Kelly Kontinues to Kourt Kontroversy—Tuesdays Times Two

Because I want to know what you really think….

Last week I came down on the side of sending holiday cards to your business contacts.

Don’t let the wishes be meaningless!…

I wouldn’t skip the tradition of sending a card at this time of the year, but for Maximum Customer Experience, make well-wishes a fun part of thinking of your best customers and business contacts more than once a year. Create a schedule for keeping in touch, keep your list small, and let your firm’s Vision shine through in your approach.”

We had a rollicking, unexpected discussion in the comments, debating the phrasing of your greeting. Ironically, every word of this post was written before that one—including the opening sentence, which goes like this:

 

We’re all super sensitive about “Merry Christmas” these days. Some folks don’t want to hear it; some folks adamantly do.

I recently got a card in the mail from a retailer that merely stated “Greetings.”

Apparently even “Season’s” is too much for someone at their headquarters.

This is nothing new. Though that card was a bit extreme, I actually applaud our pan-religious, pan-ethnic approach to the holiday season. I have friends and colleagues of many faiths and backgrounds, and I’m happy to change a little phrasing to tell them I’m wishing everyone well, not just folks who celebrate the season as I do.

There are two ways to look at it: if you don’t know a person’s background, a nice neutral “Happy Holidays” is a seasonal pleasantry that works; if you do, I see nothing wrong with coming right out and saying “Happy Hanukkah!”

Retailers were all over this. For years your greeting was inclusive, while your selection was carefully targeted to our many seasonal needs: There were at least a Christmas section, a Hanukkah section, and a Kwanzaa section in many larger retail stores.
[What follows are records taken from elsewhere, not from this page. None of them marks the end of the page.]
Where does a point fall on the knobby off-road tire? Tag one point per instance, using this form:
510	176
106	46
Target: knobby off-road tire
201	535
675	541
Hallmark, the card and gift retailer known for celebrating anything, had you covered no matter what.

So what’s up with the Big Boys this holiday season?
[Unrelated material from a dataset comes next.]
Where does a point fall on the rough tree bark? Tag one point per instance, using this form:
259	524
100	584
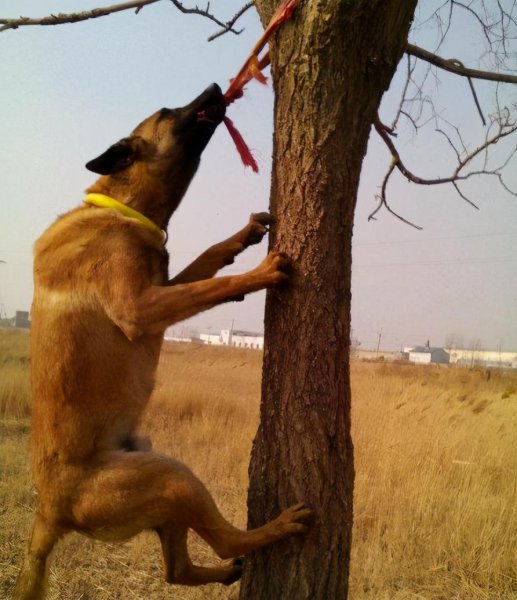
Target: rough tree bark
330	67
I drove to Target‚ the massive discount department store, for blue and silver Hanukkah wrap and discovered there is NO section of the store set up for my Jewish friends and those of us who’d like to give them a gift at this time of year. This is a gigantic store, people. No excuse.

I next went to Michael’s, the major craft store in the U.S. and the next closest purveyor of holiday items. They, too, are ignoring folks who celebrate Hanukkah. Never mind Kwanzaa, the seven-day African-American celebration which gains in popularity every year, in which the sixth day is dedicated to Kuumba, the principle of Creativity. Not one shelf. More than in our overly commercialized, modern Christmas, in Kwanzaa making gifts is actually common. Can you say “missed the boat”?

Finally, I went to Hallmark, not relishing paying too much but ready to peruse the aisle and find just what I had in mind. One. Endcap. For  Hanukkah gifts, decorations, and wrap. Two linear feet.

If I were one of these retailers, I’d make my stock reflect my greetings. I’m offended by the pretense of not offending, with “Season’s Greetings” displays and the like, while in fact only catering to folks who celebrate this season in one way.

‘Tis the season to give more than lip service to Happy Holidays to All.

Now I know, if you have a Volvo, you see Volvos everywhere, and if you’re shopping for Hanukkah, you notice what is and isn’t available, so (not knowing each of my readers’ preferred holiday celebrations) perhaps you haven’t paid close attention, but this change seems very strong and sudden, and pretty tough not to notice at all.

Have you seen a move toward less than sincere attention to inclusiveness as you shop for your holiday needs this year? [Dare I say it?] What do you think this backslide’s all about? Is it one more “recessionary indicator,” or is it something more?